Economic woes in the US and around the world could be set to get much worse before they get better, the Bank of International Settlements in Switzerland has warned.

The BIS – known as the central banker’s central bank – says there is significant risk the US could go into recession, while the world could see enter its most serious economic crisis since World War II.

“In the aftermath of a long credit-driven boom, it would not be surprising to see turmoil in financial markets, slowing real growth and temporarily rising inflation,” BIS says in its annual report.
“Their interaction does appear to point to a deeper and more protracted global downturn than the consensus view seems to expect. At the same time, inflationary forces, particularly in emerging market economies, could also prove unexpectedly strong and persistent.”
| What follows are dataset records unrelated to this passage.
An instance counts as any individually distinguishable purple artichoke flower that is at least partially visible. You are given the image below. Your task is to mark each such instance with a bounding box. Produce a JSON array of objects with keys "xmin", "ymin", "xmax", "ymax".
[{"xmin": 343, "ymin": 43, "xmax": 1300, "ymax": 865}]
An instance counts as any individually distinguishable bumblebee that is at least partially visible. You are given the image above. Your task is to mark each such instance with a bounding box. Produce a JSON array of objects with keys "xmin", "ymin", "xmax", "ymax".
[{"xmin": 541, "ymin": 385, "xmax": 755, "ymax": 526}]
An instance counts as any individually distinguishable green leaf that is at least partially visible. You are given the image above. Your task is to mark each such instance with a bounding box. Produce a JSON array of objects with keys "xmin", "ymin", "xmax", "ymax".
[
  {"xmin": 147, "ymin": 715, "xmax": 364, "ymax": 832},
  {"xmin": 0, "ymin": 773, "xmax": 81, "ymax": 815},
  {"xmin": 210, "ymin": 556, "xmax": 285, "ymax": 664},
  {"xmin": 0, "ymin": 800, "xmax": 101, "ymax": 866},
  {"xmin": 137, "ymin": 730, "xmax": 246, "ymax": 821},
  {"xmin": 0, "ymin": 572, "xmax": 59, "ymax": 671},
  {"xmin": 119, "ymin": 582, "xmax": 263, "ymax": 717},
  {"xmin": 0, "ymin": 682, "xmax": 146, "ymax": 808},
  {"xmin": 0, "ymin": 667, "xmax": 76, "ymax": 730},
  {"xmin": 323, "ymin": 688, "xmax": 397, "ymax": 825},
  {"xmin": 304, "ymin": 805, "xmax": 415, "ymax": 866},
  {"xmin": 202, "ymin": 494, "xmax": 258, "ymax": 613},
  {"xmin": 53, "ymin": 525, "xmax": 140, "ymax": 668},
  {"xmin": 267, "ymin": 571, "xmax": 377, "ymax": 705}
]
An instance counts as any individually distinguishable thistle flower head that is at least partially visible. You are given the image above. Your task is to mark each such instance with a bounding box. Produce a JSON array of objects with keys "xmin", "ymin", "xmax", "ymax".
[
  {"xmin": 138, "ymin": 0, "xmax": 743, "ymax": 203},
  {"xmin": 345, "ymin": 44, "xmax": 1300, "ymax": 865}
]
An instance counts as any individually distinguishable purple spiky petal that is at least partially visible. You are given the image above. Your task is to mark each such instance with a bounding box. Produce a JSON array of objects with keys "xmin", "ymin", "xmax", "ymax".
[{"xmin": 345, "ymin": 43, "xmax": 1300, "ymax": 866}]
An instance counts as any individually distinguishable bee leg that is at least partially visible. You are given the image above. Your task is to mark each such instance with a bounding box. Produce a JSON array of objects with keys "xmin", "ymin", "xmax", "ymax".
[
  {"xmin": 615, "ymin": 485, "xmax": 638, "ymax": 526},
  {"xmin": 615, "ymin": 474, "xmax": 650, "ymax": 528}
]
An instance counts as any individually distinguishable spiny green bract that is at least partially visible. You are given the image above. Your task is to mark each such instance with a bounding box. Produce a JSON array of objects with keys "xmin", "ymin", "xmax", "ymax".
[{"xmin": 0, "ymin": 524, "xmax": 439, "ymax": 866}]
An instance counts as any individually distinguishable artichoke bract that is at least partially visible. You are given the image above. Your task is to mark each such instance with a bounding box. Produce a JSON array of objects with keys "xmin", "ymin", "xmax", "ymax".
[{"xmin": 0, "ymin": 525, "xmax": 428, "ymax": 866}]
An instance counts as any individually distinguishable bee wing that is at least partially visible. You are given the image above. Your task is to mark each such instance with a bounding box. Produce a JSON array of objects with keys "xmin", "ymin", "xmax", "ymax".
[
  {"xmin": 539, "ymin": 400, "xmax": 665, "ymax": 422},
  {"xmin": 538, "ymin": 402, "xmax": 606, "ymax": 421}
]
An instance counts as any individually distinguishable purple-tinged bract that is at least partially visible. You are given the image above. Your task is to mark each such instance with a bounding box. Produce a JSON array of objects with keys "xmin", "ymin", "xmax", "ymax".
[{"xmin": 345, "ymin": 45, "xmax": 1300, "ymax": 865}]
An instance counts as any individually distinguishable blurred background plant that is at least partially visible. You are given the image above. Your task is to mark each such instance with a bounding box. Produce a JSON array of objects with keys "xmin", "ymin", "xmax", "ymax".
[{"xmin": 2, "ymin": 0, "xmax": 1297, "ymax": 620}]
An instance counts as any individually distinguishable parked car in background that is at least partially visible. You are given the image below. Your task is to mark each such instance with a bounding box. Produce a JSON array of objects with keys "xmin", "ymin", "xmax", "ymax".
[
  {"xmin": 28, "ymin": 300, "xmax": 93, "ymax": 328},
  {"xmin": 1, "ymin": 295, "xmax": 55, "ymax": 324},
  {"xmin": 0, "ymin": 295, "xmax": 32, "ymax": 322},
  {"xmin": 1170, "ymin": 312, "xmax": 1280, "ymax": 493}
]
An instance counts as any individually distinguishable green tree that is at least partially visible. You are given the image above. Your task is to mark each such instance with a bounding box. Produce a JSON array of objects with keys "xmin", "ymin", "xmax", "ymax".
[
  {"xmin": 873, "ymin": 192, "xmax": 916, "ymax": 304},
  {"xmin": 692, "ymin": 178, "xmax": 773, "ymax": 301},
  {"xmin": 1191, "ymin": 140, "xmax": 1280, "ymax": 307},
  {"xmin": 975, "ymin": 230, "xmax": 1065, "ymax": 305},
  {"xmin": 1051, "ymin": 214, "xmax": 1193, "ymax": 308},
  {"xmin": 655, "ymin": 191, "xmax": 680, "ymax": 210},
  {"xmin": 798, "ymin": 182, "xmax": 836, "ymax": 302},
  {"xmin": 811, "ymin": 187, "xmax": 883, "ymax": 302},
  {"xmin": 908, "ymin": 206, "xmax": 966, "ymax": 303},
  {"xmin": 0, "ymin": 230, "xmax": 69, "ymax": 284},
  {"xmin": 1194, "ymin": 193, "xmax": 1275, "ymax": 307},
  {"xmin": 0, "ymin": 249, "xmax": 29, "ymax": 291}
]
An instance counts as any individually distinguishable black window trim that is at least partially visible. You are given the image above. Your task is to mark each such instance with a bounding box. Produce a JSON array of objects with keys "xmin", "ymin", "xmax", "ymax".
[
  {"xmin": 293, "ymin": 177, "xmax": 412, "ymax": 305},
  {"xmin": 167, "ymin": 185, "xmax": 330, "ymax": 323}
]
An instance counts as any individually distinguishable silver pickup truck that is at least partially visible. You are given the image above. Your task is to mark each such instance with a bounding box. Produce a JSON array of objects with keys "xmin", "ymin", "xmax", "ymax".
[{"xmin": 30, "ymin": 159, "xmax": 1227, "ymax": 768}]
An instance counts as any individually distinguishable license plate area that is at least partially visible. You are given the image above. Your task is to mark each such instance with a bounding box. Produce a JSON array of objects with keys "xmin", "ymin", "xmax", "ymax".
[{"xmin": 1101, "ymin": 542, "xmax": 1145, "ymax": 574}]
The BIS warns the world’s central banks that they shouldn’t respond to the crisis by cutting rates, over-easy credit in previous years being one of the key causes of the trouble we find ourselves in now.

All that sounds a bit out of tune from an Australian perspective, of course, with today’s Reserve Bank of Australia meeting expected to devote much more time to the reasons for a rate hike than a cut.

While the market consensus is that the RBA will announce no change to rates at 2.30pm this afternoon, the key question for the future is when – or if – signs of a slowing economy are going to feed into a lower inflation rate.

A further significant pointer to the weakening economy has emerged today, with the Australian Industry Group-PricewaterhouseCoopers Australian Performance of Manufacturing index for June tumbling 4.2 points to 47, pulling it below the key 50 point line separating growth from contraction.

“Pressures on manufacturers from factors such as the high dollar and interest rates and the weaker global economy are being compounded on the ‘supply side’, by rapid increases in the costs of fuel and other key inputs such as steel and agricultural goods,” AIF chief executive Heather Ridout says.

And the SAI Global-Australian Chamber of Commerce and Industry investor confidence survey of more than 1200 business shows a strong decline in market conditions, with key measures such as sales, profits and investment levels all falling over the three months to June.

Businesses also reported declining confidence in the outlook, with most business saying the expect business conditions to weaken and sales and profits to fall.

On the markets today, the S&P/ASX200 has got off to a slow start for the new financial year, falling 0.3% on yesterday’s close to 5197.9 at 11.20am.

The Australian dollar has also fallen back a little from yesterday’s 25-year high of US96.68c to be trading at US95.77c at 11.20am.